신경망을 이용한 방법은 입력된 영상의 영역을 나누어 신경망의 입력으로 하고 이로부터 신경망을 이용하여 문자를 인식하는 방법이다. 따라서, 이러한 신경망을 이용한 방법은 입력 영역의 선정이 매우 중요하며, 이에 따라서 성능이 크게 좌우되므로 문자가 차지하는 영역의 선정 방법에 대한 많은 연구가 요구된다.The method using the neural network divides the area of the input image into the input of the neural network and recognizes the character using the neural network. Therefore, the method using the neural network is very important to select the input area. Therefore, since the performance is greatly influenced by the selection of the input area, a lot of studies on the method of selecting the area occupied by the characters are required.

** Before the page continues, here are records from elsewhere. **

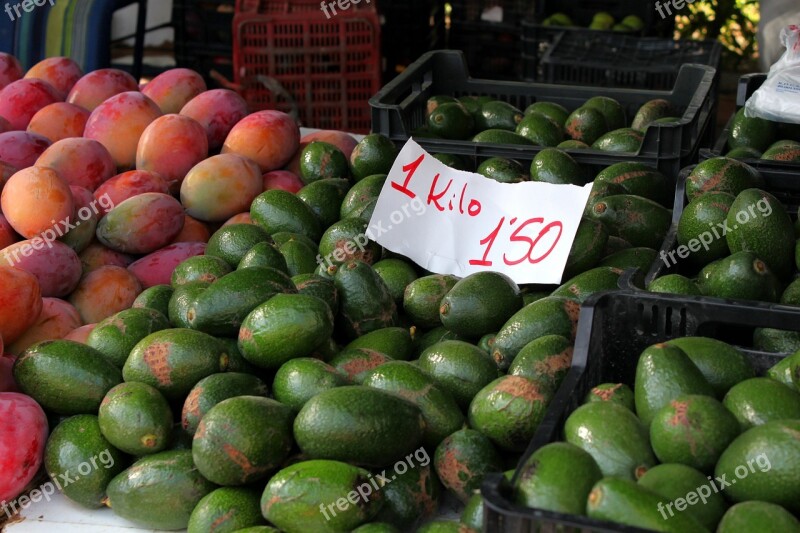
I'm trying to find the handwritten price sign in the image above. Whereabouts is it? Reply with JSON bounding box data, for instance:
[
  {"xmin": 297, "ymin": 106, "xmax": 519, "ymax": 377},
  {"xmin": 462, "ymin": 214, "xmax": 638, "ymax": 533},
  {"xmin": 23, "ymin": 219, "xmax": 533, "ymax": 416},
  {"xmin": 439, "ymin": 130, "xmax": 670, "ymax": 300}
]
[{"xmin": 367, "ymin": 139, "xmax": 591, "ymax": 283}]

한국등록특허공보 제10-1931804호(2018.12.17)Korean Patent Registration No. 10-1931804 (Dec. 17, 2018)

이에 본 발명의 기술적 과제는 이러한 점에서 착안된 것으로, 본 발명의 목적은 앵커박스 및 인공 신경망을 이용하여 영상 이미지로부터 정확하게 문자를 인식할 수 있는 앵커박스 및 CNN 특징 맵을 이용한 차량 번호 인식 장치를 제공하는 것이다.SUMMARY OF THE INVENTION Accordingly, the present invention has been made keeping in mind the above problems occurring in the prior art, and it is an object of the present invention to provide a vehicle number recognition apparatus using an anchor box and a CNN feature map capable of accurately recognizing characters from an image using an anchor box and an artificial neural network .

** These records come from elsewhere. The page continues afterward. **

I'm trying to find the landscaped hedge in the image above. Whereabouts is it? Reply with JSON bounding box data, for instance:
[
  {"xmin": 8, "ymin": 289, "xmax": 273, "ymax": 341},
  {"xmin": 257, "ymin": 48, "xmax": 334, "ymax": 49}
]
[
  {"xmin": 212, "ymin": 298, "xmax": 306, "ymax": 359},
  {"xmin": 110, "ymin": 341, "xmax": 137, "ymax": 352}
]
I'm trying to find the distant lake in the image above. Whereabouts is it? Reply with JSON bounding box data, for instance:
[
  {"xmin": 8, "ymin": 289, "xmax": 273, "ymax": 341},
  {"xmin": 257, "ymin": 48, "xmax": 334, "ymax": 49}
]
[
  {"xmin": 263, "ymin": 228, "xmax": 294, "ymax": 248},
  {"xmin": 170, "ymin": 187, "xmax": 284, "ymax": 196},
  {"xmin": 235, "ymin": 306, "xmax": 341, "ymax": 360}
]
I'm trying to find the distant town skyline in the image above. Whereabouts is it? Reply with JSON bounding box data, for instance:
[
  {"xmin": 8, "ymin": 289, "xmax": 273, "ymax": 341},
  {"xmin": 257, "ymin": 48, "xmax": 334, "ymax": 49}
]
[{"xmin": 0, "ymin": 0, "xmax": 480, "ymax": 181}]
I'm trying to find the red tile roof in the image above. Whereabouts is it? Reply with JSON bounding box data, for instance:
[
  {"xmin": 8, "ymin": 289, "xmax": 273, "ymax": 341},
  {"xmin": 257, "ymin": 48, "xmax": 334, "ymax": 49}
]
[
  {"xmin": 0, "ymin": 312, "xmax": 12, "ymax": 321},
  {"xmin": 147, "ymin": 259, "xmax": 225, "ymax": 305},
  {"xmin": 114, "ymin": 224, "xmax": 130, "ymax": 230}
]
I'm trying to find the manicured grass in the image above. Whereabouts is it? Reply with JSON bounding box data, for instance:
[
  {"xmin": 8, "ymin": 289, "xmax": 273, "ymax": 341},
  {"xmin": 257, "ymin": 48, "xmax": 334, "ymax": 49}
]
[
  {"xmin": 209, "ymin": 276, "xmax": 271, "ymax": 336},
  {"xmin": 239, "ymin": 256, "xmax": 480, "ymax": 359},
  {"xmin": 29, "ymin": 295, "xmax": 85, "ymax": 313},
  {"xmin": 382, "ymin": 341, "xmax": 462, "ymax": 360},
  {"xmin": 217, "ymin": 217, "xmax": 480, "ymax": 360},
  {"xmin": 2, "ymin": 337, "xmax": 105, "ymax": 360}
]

또한 본 발명의 다른 목적은 앵커박스 및 인공 신경망을 이용하여 보다 정확히 차량번호를 인식할 수 있는 앵커박스 및 CNN 특징 맵을 이용한 차량 번호 인식 방법을 제공하는 것이다.Another object of the present invention is to provide a vehicle number recognition method using an anchor box and a CNN feature map that can more accurately recognize a vehicle number using an anchor box and an artificial neural network.

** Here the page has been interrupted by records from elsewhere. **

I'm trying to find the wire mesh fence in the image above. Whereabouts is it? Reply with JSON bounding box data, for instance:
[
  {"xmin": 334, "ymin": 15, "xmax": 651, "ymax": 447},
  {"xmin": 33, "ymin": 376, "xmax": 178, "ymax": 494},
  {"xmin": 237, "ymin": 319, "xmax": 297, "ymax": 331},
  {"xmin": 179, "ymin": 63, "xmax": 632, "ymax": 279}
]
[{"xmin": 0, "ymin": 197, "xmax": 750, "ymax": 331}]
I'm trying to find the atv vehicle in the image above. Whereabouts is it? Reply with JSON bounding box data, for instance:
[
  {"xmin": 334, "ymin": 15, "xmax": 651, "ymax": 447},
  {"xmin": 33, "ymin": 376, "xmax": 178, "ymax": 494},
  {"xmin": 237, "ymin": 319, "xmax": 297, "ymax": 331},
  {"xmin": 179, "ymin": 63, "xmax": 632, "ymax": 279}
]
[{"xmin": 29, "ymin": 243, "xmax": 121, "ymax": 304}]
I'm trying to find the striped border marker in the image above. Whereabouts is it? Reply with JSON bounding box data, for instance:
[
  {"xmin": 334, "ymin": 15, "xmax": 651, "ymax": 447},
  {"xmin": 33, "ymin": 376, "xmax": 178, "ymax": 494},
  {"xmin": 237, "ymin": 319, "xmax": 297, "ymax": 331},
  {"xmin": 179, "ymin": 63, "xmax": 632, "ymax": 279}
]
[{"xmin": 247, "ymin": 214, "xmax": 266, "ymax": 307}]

상기한 본 발명의 목적을 실현하기 위한 앵커박스 및 CNN 특징 맵을 이용한 차량 번호 인식 장치는 제1 영상 이미지를 입력 받는 영상 입력부, 상기 제1 영상 이미지로부터 문자가 포함된 관심 영역을 검출하여 제2 영상 이미지를 생성하는 제2 영상 생성부, 상기 제2 영상 이미지로부터 특징성분을 추출하는 특징성분 추출부, 상기 제2 영상 이미지로부터 상기 제2 영상 이미지와 세로의 크기가 서로 동일하고 가로의 크기가 서로 상이한 복수개의 앵커박스(Anchor Box)를 생성하는 앵커박스 생성부, 상기 앵커박스들의 영역에 해당하는 상기 제2 영상 이미지의 특징성분들을 문자 검출 학습데이터와 비교하여 최대 매칭 값을 갖는 앵커박스를 각 문자 영역의 바운딩박스(Bounding Box)로 선정하는 바운딩박스 생성부 및 상기 바운딩박스에 해당하는 영역의 특징성분을 문자 인식 학습데이터와 비교하여 상기 앵커박스에 해당하는 문자를 인식하는 문자 인식부를 포함하고, 상기 앵커박스들은 상기 제2 영상 이미지의 모든 영역에 걸쳐 일정한 간격으로 겹쳐서 위치하며 가로의 크기와 세로의 크기가 동일한 a개의 엔드 앵커박스(a는 자연수), 상기 엔드 앵커박스의 일측에 위치하며, 가로의 크기가 세로의 크기보다 작은 a개의 베이스 앵커박스 및 상기 베이스 앵커박스의 영역을 포함하며, 가로의 크기가 상기 엔드 앵커박스의 가로의 크기보다 작으면서 상기 베이스 앵커박스의 가로의 크기에서 일정한 크기만큼 증가한 크기를 갖는 복수개의 서브 앵커박스를 포함한다.In order to achieve the object of the present invention, an apparatus for recognizing a car number using an anchor box and a CNN feature map includes an image input unit for receiving a first image, a second region for detecting a region of interest including a character from the first image, A feature extraction unit for extracting a feature component from the second image, a second feature extraction unit for extracting a feature component from the second image, An anchor box generating unit for generating a plurality of anchor boxes different from each other, and an anchor box having a maximum matching value by comparing feature data of the second image corresponding to the anchor boxes with character learning data A bounding box generating unit for selecting a bounding box of each character region, And a character recognizing unit for recognizing characters corresponding to the anchor box by comparing the character recognition learning data with the character recognition learning data, wherein the anchor boxes are overlapped at all of the areas of the second video image at regular intervals, (A is a natural number) having the same size, a base anchor box located at one side of the end anchor box and having a lateral size smaller than the vertical size, and an area of the base anchor box, And a plurality of sub-anchor boxes having a size smaller than a width of the end anchor box and having a size that is increased by a predetermined size in the width of the base anchor box.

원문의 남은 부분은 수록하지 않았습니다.